— Слушай, я просто не понимаю, — Варвара застыла у кухонного шкафа, не поворачиваясь к мужу. — Мы в этом месяце опять не откладываем ни рубля. Ты это понимаешь? Вообще. Ноль. А ты спокойно сидишь и жуёшь курицу. Как?
Юрий оторвался от тарелки и выдохнул. Он не злился, нет — он просто устал. Как будто этот разговор уже был. Вчера. И позавчера. И неделю назад.
— Варя, ты опять начинаешь. Ну что я могу сделать? Это же моя семья.
— А я тебе кто, Юр? Мимо проходящая? — Варвара резко захлопнула дверцу шкафа, от чего оттуда вывалилась пластиковая банка с гречкой. — Мы шесть лет копим на первый взнос. Шесть лет, Юр! И всё коту под хвост. То маме твоей зубы, то Кате репетитор, теперь — пуховик за пятнадцать тысяч. Она, прости, куда в нём собралась? В экспедицию на Северный полюс?
Юрий отложил вилку. Вид у него был такой, будто сейчас его поведут в комнату допросов. Или к дантисту, что по ощущениям одно и то же.
— Варя, ну что ты хочешь, чтобы я сказал? Катя в сложной ситуации. Развелась, одна с ребёнком. Мама ей помогает как может. Я тоже хочу как лучше.
— А я? — Варвара повернулась к нему. Голос у неё стал тихим и ровным, и именно в такие моменты Юрий начинал нервничать по-настоящему. — Я тоже в сложной ситуации. У меня зарплата двадцать восемь, у тебя тридцать два. Ты хочешь как лучше — но почему это «лучше» никогда не касается нас двоих?
Он поднялся, потёр шею. Варя знала этот жест: когда Юра теряется и ищет, за что зацепиться, чтобы не утонуть.
— Варя, ну я понимаю. Но если бы ты просто не цеплялась к каждой мелочи…
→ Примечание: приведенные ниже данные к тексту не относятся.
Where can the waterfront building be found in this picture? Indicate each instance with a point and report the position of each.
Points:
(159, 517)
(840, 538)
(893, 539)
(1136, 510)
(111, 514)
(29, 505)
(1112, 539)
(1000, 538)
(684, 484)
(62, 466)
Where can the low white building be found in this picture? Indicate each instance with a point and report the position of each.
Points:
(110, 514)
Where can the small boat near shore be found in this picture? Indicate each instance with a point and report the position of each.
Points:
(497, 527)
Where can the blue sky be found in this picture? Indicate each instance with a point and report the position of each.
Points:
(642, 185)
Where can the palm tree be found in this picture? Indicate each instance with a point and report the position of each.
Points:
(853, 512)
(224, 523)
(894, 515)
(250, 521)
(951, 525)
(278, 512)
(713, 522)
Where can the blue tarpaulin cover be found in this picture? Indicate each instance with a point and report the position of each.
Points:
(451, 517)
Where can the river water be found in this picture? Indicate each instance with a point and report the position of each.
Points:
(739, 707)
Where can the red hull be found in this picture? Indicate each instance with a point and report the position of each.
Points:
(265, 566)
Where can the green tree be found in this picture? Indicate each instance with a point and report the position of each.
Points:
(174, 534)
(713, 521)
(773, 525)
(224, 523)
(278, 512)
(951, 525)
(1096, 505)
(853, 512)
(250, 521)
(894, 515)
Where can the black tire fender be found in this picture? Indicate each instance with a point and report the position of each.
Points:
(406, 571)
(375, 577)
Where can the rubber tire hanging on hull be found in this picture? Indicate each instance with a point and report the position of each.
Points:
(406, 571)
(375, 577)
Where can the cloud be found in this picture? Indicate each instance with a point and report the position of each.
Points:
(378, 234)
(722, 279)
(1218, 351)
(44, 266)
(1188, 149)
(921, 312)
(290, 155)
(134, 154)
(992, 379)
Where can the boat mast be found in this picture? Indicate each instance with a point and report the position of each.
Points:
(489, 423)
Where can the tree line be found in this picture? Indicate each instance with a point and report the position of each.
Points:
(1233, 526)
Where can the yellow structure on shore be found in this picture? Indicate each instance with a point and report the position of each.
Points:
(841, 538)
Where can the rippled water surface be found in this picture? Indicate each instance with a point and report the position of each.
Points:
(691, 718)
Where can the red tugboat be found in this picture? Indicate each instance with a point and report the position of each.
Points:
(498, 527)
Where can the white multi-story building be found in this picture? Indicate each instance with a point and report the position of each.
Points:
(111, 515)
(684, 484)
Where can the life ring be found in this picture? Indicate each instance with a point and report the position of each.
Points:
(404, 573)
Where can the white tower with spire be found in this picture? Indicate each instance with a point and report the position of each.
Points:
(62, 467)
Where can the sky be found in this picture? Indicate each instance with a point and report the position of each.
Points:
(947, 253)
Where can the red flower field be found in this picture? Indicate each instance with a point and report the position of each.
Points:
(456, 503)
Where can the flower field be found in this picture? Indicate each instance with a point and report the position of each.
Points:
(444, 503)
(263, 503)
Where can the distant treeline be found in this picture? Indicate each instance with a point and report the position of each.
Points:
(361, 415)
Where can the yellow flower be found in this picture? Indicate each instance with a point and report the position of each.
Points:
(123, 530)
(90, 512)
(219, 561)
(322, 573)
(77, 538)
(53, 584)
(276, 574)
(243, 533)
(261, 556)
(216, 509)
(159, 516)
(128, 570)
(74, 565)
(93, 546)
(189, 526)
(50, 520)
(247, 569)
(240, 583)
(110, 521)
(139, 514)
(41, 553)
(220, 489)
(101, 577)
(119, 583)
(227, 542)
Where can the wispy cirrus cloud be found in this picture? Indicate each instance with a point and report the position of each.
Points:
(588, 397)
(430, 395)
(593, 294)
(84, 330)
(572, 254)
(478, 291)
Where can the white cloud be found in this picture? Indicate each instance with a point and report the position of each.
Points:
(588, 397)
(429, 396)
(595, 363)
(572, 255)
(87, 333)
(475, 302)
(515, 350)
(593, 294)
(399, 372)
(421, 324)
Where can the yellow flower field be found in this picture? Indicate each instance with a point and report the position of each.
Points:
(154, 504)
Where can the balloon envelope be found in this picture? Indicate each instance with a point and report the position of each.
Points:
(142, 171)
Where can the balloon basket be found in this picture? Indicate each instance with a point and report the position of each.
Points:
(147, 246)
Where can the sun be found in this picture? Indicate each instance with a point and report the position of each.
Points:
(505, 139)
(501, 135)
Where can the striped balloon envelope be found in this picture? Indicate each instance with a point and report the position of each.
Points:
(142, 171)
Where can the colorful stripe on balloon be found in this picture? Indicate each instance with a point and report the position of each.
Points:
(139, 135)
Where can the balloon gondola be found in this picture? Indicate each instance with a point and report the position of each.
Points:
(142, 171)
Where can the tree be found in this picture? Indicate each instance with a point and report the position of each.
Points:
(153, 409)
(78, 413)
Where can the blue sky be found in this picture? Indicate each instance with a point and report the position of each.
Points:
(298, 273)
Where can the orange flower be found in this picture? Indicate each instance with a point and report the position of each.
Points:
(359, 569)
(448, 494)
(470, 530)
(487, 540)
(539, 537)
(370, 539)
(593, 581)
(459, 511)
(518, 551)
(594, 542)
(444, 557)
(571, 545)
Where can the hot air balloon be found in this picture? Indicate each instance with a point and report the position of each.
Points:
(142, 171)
— Мелочи?! — Она засмеялась, как-то слишком звонко. — Юр, у нас кран на кухне треснул! Я вчера его изолентой заматывала, потому что сантехник — роскошь. Плитка откололась в ванной. Обои в коридоре отклеиваются. У нас съёмная, Юра! Съ-ём-на-я! Мы платим чужим людям и платим Кате, твоей маме и её «непредвиденным расходам», а себе — себе мы не платим ничего.
Он замолчал, глядя на окно. За окном ползал мартовский снег — серый, тусклый, как настроение на похоронах надежды.
— Ты хочешь, чтобы я отказал маме? — тихо спросил он.
— Я хочу, чтобы ты хотя бы подумал, прежде чем кивать. Чтобы понял: твоя мама взрослый человек, твоя сестра — тоже. А я, похоже, у вас тут дойная корова в белой рубашке и с блокнотом Excel в руках. Только я не мычу. Я говорю. Но ты не слышишь.
Юрий сел обратно, покрутил вилку в руках.
— Она просто просит немного помочь. У неё пенсия пятнадцать тысяч. Катя пока без алиментов.
— А у меня нервы тоже на пенсии, да? — Варя подошла ближе. — Знаешь, что я сегодня делала? Считала, сколько мы откладываем за год. Так вот. Если бы не твоя мама и её «немного помочь», мы бы уже имели сто пятьдесят тысяч на счету. А у нас двадцать шесть. Потому что в прошлом месяце её соседка в больнице лежала и нужно было купить фруктов. Потому что Кате надо было на поездку в Москву. И потому что твоя мама зачем-то купила тонометр за девять тысяч. С подсветкой и песнями, видимо.
Юрий усмехнулся. Но как-то вяло. Он сам знал: всё правда. Но что-то в нём сопротивлялось.
— Варя, ну… Не будь такой жёсткой. Ты же знаешь маму. Она не со зла.